Strength, courage, determination, commitment, selflessness. Some might say that our firefighters should be role models for how we behave both within and outside our organizations. Even though saving lives, and rescuing kittens from trees might not be in your job description, learning how firefighters train for their job, might just help you become an everyday hero in yours.
Behavioural researcher Wendy Joung and her colleagues were interested in examining whether certain types of training programs would be more effective than others, at minimizing errors in judgment on the job.
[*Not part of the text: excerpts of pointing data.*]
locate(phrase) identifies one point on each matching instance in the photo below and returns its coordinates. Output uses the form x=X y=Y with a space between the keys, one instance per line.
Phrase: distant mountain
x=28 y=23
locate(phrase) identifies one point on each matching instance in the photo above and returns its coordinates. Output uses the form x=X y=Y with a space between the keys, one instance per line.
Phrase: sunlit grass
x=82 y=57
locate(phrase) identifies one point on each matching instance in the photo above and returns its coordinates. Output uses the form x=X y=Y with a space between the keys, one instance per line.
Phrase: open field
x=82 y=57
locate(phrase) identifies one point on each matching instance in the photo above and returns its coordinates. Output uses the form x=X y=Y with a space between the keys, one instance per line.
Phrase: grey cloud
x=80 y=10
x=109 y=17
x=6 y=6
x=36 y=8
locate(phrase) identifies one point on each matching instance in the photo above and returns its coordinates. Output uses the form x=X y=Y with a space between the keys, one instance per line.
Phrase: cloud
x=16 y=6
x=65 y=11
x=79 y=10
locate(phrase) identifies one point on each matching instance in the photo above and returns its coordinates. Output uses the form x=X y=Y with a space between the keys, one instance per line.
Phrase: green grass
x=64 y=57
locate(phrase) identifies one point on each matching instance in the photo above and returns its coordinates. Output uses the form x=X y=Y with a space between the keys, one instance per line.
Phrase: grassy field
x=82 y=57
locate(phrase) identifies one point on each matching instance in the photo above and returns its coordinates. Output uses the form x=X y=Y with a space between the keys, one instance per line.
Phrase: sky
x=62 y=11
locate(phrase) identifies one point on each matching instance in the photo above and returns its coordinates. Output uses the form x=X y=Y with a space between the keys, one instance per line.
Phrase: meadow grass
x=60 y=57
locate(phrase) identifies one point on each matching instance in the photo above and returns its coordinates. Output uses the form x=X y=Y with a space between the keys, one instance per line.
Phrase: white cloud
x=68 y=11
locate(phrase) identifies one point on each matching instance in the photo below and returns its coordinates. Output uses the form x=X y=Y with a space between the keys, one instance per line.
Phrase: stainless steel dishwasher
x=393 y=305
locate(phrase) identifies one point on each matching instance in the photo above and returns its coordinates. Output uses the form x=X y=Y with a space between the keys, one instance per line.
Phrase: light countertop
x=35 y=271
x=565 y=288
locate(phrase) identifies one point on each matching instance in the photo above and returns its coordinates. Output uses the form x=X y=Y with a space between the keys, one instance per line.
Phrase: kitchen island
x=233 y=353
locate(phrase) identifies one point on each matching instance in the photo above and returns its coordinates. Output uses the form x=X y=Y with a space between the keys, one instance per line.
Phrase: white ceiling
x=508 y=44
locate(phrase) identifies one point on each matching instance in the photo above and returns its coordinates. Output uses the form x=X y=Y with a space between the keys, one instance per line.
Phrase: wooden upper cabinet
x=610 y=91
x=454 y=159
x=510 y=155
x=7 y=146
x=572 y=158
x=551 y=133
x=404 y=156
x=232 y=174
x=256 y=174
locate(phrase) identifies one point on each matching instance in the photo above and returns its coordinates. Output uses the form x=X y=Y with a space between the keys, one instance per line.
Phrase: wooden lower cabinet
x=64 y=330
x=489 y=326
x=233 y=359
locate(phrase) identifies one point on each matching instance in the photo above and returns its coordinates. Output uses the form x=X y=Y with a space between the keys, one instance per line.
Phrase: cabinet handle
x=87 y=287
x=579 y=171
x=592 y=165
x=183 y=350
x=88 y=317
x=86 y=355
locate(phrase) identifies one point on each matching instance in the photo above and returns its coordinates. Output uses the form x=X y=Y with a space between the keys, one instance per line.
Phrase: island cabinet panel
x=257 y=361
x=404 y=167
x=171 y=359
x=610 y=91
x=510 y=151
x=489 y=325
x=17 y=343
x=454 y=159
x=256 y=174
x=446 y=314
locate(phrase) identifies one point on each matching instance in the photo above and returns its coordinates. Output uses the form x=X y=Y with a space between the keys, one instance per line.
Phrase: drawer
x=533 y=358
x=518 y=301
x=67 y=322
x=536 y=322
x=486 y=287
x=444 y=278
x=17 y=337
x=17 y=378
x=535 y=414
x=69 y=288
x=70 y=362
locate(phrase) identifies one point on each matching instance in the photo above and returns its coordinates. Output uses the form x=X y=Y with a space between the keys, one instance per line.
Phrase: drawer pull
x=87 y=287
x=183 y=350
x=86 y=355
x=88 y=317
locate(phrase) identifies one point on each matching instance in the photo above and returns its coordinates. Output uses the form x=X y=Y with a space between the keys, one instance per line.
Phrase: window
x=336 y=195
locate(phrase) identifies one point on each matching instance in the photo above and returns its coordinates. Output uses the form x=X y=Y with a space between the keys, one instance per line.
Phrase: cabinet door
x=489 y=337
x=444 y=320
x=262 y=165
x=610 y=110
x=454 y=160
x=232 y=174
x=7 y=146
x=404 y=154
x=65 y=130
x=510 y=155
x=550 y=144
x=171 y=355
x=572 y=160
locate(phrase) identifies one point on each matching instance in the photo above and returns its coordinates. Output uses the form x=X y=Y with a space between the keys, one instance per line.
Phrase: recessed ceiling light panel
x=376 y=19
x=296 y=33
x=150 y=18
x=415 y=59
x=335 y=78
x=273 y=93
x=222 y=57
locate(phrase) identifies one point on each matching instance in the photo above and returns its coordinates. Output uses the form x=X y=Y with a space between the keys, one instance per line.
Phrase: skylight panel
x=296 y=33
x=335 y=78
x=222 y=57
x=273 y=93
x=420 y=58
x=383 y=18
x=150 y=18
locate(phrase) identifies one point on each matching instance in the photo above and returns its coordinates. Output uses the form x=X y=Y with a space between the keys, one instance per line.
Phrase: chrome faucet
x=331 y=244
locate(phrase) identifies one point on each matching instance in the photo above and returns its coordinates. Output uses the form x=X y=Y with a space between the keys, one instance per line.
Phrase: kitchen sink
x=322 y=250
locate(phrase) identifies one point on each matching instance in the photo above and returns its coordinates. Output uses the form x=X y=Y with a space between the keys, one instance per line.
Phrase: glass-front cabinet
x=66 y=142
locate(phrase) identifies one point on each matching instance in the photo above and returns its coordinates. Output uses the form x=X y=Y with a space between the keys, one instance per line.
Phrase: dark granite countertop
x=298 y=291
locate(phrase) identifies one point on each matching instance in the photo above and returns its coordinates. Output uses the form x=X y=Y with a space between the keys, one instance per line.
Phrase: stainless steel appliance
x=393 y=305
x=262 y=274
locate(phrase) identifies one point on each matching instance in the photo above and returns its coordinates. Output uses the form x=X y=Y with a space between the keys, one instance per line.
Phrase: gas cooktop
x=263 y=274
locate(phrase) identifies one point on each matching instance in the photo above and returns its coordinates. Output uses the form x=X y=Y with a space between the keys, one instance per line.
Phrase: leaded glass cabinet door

Specifically, they wanted to know whether focusing the trainee on past errors that others have made would provide better training than focusing the trainee on how others had made good decisions in the past.
They thought that training that focused on others’ errors would be more effective for several reasons, including increased attention to the training, and a more memorable training experience. The researchers aimed to test their hypothesis on a group of people whose decision-making skills under stress were vital, and whose decisions carried important consequences; it’s not surprising they chose firefighters.
In the study, a training and development session, that included several case studies, were presented to the firefighters. However, the nature of the case studies differed between two groups of participants. One group learned from case studies that described real-life situations in which other firefighters made poor decisions that led to negative consequences. The other group learned from case studies in which firefighters avoided negative consequences through good decision making.
Joung and her colleagues found that firefighters who underwent the error-based training showed improved judgment, and were able to think more adaptively than those who underwent error-free training. Training is all about influencing others. So, if you want to maximize your influence on employees’ future behaviour, the implications for your organization’s training programs are clear.
Although many companies typically focus their training exclusively on the positive – in other words on how to make good decisions – the results of this study suggest that a sizable portion of the training should be devoted to how others have made errors in the past, and how those errors could have been (and can be) avoided. Specifically, case studies, videos, illustrations, and personal testimonials of mistakes should be followed by a discussion of what actions would have been appropriate to take in these and in similar situations.
Of course, specific individuals don’t have to be singled out by management for their previous poor decision making. These error based experiences can be completely anonymous. However, you might find that some of the more experienced and respected employees are more than happy to donate their error-laden “war stories” to the company’s training archive.